As "máscaras" a cair!

José Neto
 

José Neto

“A resolução da crise no sistema de Justiça do Estado deverá passar pela privatização de alguns serviços”.

“Vamos assistir a uma privatização da justiça, como assistimos à privatização de sectores como o da segurança”.

“O futuro da advocacia passa pelo aumento dos serviços jurídicos, com a privatização de alguns sectores”, onde  os advogados “poderão encontrar novas oportunidades”.

“A mediação de conflitos e a arbitragem são áreas onde os advogados podem dar respostas às necessidades das empresas e das pessoas e, ao mesmo tempo, contrariar a descredibilização em que a Justiça portuguesa caiu”.

Estas pérolas, recentemente vindas a público, num encontro do Instituto dos Advogados de Empresa (IAE), que decorreu em Lisboa, pertencem (já adivinharam?) ao inestimável Daniel Proença de Carvalho, advogado, de entre outros interesses, do 1º Ministro Sócrates.

É uma teoria fantástica, esta. Como a Justiça está descredibilizada, privatiza-se!

E com a privatização de sectores da justiça, os advogados, às voltas com as saídas profissionais (ou a falta delas) “poderão encontrar novas oportunidades”. Elementar!

Elementar mas lamentável, porque à teoria corresponde  já uma prática. Que alastra.

Ou seja, do que se trata, neste discurso, é de teorizar, de sustentar, de caucionar, de impulsionar uma linha estratégica da política de direita para a Justiça.

Que este governo prosseguiu e levou mais longe do que nenhum outro.
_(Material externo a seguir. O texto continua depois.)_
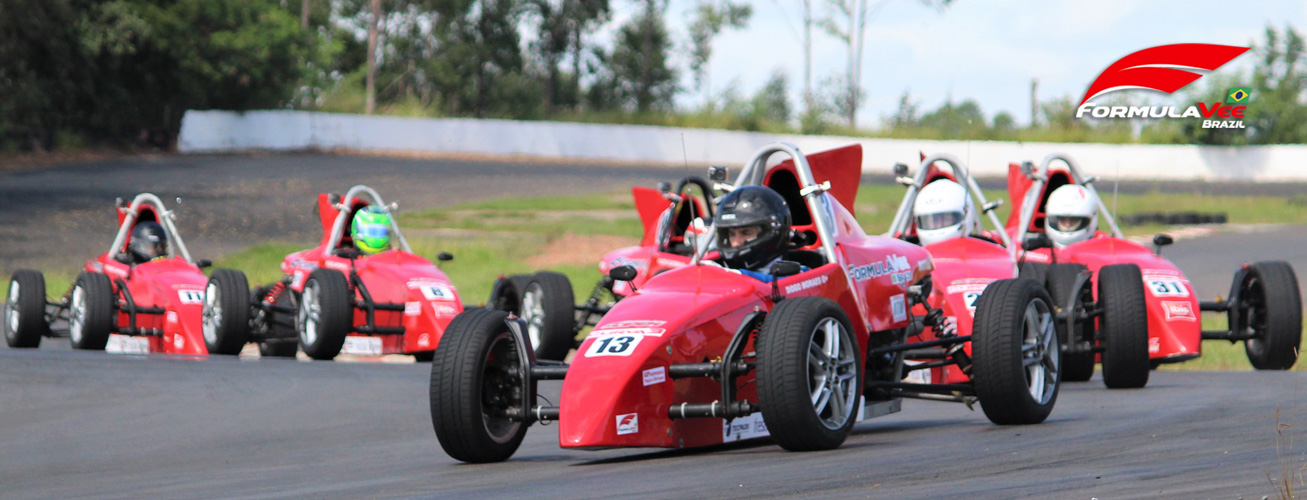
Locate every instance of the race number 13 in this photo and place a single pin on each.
(613, 346)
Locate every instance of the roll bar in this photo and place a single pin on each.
(903, 217)
(1041, 176)
(754, 171)
(174, 242)
(337, 227)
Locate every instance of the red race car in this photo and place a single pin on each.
(943, 212)
(337, 298)
(703, 354)
(1264, 307)
(144, 295)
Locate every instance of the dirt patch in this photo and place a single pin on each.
(578, 250)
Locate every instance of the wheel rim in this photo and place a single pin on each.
(831, 372)
(533, 312)
(501, 388)
(310, 312)
(77, 320)
(11, 311)
(1039, 351)
(212, 313)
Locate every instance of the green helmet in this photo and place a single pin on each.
(371, 230)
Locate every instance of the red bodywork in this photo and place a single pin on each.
(395, 276)
(1174, 320)
(689, 315)
(169, 283)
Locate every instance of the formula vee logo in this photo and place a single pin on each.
(1167, 68)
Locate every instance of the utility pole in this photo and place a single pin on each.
(370, 105)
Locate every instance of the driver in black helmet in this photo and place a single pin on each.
(148, 242)
(753, 230)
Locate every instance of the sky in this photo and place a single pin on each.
(987, 51)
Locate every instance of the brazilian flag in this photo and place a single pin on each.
(1238, 95)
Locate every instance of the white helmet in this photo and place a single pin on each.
(1072, 216)
(943, 210)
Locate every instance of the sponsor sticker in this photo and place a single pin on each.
(127, 343)
(628, 423)
(1182, 311)
(613, 346)
(363, 346)
(191, 296)
(655, 376)
(744, 427)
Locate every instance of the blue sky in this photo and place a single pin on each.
(987, 51)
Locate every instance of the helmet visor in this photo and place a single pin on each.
(939, 221)
(1068, 223)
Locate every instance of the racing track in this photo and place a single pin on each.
(89, 424)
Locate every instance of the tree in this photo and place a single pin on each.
(710, 18)
(639, 60)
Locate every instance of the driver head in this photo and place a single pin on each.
(149, 242)
(944, 210)
(1071, 216)
(753, 226)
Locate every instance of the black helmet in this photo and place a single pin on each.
(149, 242)
(753, 206)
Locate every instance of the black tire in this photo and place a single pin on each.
(324, 313)
(1271, 308)
(226, 312)
(1003, 381)
(477, 362)
(92, 320)
(1060, 282)
(1123, 325)
(1034, 270)
(25, 310)
(786, 383)
(552, 321)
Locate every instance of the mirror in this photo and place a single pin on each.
(1037, 242)
(786, 268)
(718, 174)
(622, 273)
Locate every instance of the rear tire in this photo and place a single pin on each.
(476, 375)
(324, 313)
(549, 308)
(808, 351)
(1061, 278)
(1014, 353)
(25, 310)
(1273, 313)
(226, 312)
(90, 312)
(1123, 325)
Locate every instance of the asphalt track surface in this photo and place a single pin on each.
(92, 424)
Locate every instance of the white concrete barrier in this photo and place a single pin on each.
(228, 131)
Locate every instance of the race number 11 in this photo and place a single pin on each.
(613, 346)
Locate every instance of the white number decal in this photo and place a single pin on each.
(1167, 287)
(613, 346)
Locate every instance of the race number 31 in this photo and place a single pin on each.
(613, 346)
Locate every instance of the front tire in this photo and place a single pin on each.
(25, 310)
(226, 312)
(324, 313)
(1271, 308)
(1123, 325)
(809, 374)
(1061, 278)
(90, 312)
(476, 376)
(548, 308)
(1014, 353)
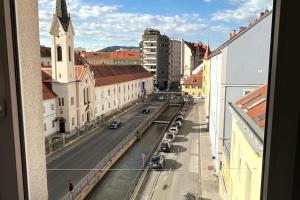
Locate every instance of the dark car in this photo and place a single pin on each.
(145, 110)
(165, 146)
(157, 162)
(115, 124)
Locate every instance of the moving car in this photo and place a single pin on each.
(146, 111)
(157, 162)
(165, 146)
(115, 124)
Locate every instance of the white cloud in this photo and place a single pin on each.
(107, 24)
(246, 10)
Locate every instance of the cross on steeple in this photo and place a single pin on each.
(62, 13)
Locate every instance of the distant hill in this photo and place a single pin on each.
(115, 48)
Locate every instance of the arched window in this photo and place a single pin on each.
(70, 54)
(59, 53)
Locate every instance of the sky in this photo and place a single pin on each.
(102, 23)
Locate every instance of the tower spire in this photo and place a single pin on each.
(62, 13)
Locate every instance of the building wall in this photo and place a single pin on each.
(175, 63)
(215, 105)
(224, 178)
(112, 97)
(162, 70)
(206, 84)
(49, 109)
(46, 61)
(253, 60)
(83, 109)
(246, 178)
(187, 54)
(66, 110)
(63, 71)
(27, 22)
(193, 90)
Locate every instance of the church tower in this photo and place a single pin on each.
(62, 50)
(63, 70)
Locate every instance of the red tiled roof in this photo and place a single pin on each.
(47, 91)
(80, 72)
(196, 46)
(195, 79)
(254, 105)
(112, 74)
(116, 55)
(207, 53)
(46, 74)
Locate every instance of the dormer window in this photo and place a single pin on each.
(59, 53)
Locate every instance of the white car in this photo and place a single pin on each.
(174, 129)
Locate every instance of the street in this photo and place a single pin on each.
(76, 162)
(182, 173)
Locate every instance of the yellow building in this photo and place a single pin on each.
(241, 170)
(206, 80)
(193, 85)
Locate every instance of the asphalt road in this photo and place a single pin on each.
(87, 154)
(182, 165)
(117, 183)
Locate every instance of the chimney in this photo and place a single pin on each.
(242, 28)
(261, 14)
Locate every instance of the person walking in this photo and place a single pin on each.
(70, 188)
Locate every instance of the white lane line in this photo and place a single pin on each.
(195, 146)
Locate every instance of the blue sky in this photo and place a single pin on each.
(101, 23)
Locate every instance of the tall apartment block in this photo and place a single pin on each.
(155, 56)
(175, 63)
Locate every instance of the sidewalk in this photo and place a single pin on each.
(208, 179)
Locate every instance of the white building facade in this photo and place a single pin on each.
(238, 67)
(80, 93)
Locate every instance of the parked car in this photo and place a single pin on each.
(179, 118)
(145, 110)
(178, 123)
(170, 136)
(166, 145)
(115, 124)
(157, 162)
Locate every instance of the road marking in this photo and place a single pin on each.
(195, 147)
(193, 165)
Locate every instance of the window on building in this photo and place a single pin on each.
(72, 101)
(70, 55)
(59, 53)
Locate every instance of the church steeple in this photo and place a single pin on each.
(62, 50)
(62, 13)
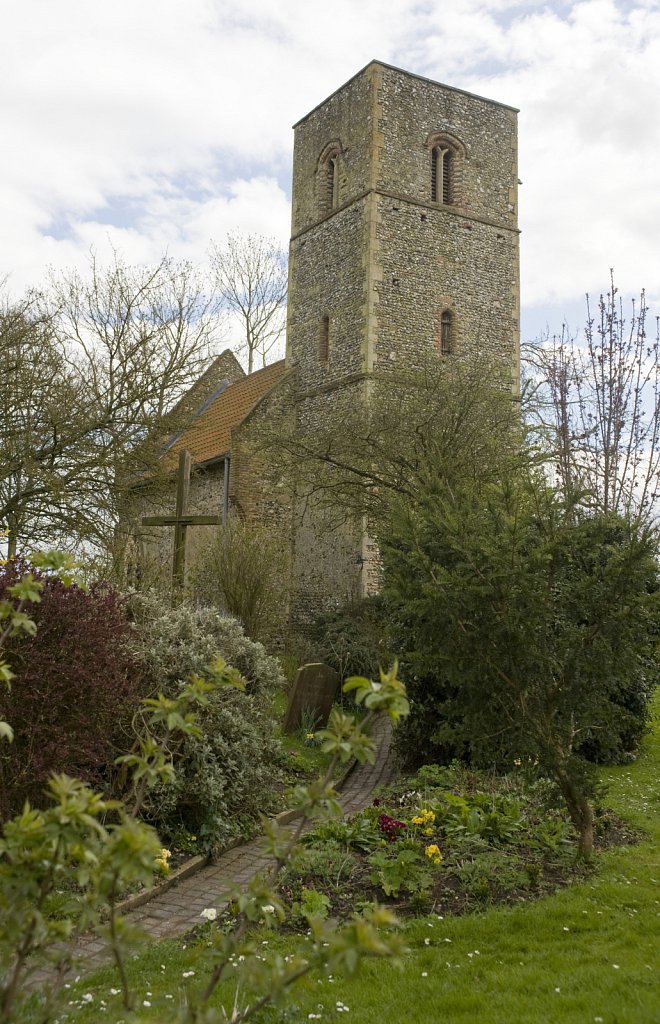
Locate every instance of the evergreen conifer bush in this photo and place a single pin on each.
(175, 643)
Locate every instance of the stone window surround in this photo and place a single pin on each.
(456, 156)
(327, 177)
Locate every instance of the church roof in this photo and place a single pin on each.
(209, 436)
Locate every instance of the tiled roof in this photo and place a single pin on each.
(209, 436)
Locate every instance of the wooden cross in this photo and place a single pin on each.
(181, 519)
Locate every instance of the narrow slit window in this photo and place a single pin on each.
(323, 340)
(445, 333)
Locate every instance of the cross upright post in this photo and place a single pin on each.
(181, 520)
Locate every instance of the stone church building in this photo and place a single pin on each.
(404, 241)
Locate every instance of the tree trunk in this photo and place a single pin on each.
(580, 812)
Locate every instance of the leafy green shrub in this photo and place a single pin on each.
(350, 639)
(312, 904)
(223, 778)
(325, 860)
(405, 870)
(76, 684)
(358, 833)
(527, 631)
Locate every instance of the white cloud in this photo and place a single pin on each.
(157, 125)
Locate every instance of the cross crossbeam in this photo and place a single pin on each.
(181, 519)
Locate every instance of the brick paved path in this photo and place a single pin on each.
(176, 910)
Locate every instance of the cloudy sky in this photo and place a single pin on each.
(152, 126)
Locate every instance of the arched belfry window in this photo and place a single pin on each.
(440, 174)
(445, 340)
(447, 158)
(327, 171)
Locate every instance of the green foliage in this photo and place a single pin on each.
(403, 870)
(350, 640)
(244, 573)
(357, 833)
(526, 633)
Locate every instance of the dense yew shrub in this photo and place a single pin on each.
(76, 685)
(224, 777)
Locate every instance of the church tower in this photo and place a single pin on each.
(404, 240)
(404, 229)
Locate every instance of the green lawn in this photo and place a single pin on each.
(587, 953)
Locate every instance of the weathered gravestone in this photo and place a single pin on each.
(315, 689)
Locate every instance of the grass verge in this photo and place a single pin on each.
(586, 953)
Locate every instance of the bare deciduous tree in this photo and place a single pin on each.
(596, 403)
(251, 280)
(89, 373)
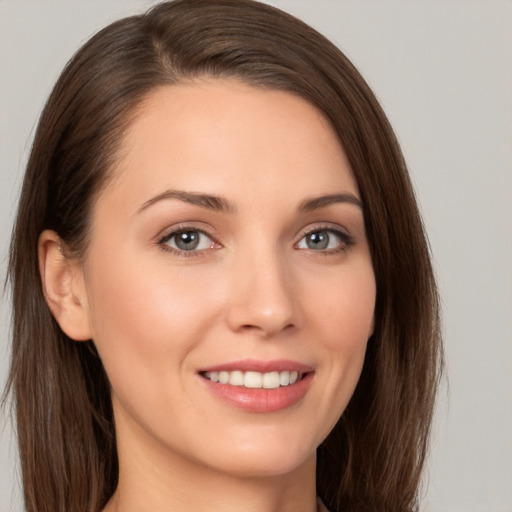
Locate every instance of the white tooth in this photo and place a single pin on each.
(271, 380)
(253, 380)
(236, 378)
(284, 378)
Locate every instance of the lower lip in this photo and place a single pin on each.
(261, 400)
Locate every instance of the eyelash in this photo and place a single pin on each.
(347, 241)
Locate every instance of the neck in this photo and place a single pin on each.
(154, 479)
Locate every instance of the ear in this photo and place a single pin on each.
(63, 287)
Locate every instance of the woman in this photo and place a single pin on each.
(222, 291)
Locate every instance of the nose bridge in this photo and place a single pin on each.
(261, 284)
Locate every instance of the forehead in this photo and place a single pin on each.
(224, 135)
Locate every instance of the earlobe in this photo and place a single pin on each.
(63, 287)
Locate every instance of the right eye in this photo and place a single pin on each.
(187, 240)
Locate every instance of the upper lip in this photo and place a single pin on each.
(255, 365)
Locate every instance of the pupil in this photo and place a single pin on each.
(188, 240)
(318, 240)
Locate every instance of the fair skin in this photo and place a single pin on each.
(270, 275)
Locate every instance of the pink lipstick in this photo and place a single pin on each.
(259, 386)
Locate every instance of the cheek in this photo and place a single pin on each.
(145, 320)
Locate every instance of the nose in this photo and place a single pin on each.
(262, 300)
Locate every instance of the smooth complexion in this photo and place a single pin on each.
(231, 239)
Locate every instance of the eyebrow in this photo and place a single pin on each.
(316, 203)
(208, 201)
(219, 204)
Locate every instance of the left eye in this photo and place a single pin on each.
(188, 240)
(322, 240)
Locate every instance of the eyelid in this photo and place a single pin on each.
(347, 239)
(164, 236)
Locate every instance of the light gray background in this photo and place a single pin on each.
(443, 72)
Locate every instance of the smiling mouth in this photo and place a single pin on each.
(254, 380)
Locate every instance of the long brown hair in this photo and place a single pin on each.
(373, 458)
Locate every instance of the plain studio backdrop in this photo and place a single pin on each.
(442, 70)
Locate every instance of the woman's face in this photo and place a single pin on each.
(229, 285)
A saber, a da desresponsabilização do Estado pela função judicial – como temos visto. Encerram-se tribunais e serviços  de justiça, degrada-se o aparelho judicial. Retira-se a maioria da conflitualidade e dos processos dos tribunais do Estado, passando a resolução dos litígios para formas privadas, que crescem dia-a-dia, como é o caso das arbitragens, da conciliação e da mediação privada. E abre-se ao sector privado uma nova área de negócio.

Foi assim com a escandalosa privatização da acção executiva, bloqueando a cobrança de dívidas (excepção feita às grandes empresas e grupos) que devia ser da competência exclusiva dos tribunais; com a privatização dos notários;  com a mediação  privada, fora dos tribunais, mesmo na área criminal, ou com a crescente privatização de funções e serviços do sistema prisional.

Mais grave, a justiça está hoje transformada num bem cada vez mais inacessível.

Uma justiça cada vez mais cara, com custas e taxas de justiça elevadíssimas e tribunais mais distantes. Sem, na prática, qualquer direito à informação jurídica e ao apoio judiciário que, como se sabe,  não abrange sequer um trabalhador que aufere o salário mínimo. Mas com o infindável arrastamento dos processos, anos a fio, quer na justiça cível, quer sobretudo na justiça laboral com os prejuízos sérios que daí resultam.

Em consequência, não  é só o acesso ao “serviço público” de justiça que se vê cada dia mais reduzido e limitado, mas acima de tudo um direito fundamental que é denegado –  o “Acesso ao direito e tutela jurisdicional efectiva” que o artigo 20º  da Constituição da República  expressamente garante, em condições de igualdade, a todos os cidadãos.

Com esta estratégia, todas as reformas se traduzem em pior justiça e no agravamento das condições em que os cidadãos podem a ela recorrer. Este processo acelerado de desjudicialização dos litígios  e de privatização da justiça torna, seguramente, os cidadãos mais indefesos do que já hoje estão.

É contra este estado de coisas e por um outro rumo para uma justiça acessível a todos que o PCP e a CDU vão continuar a bater-se.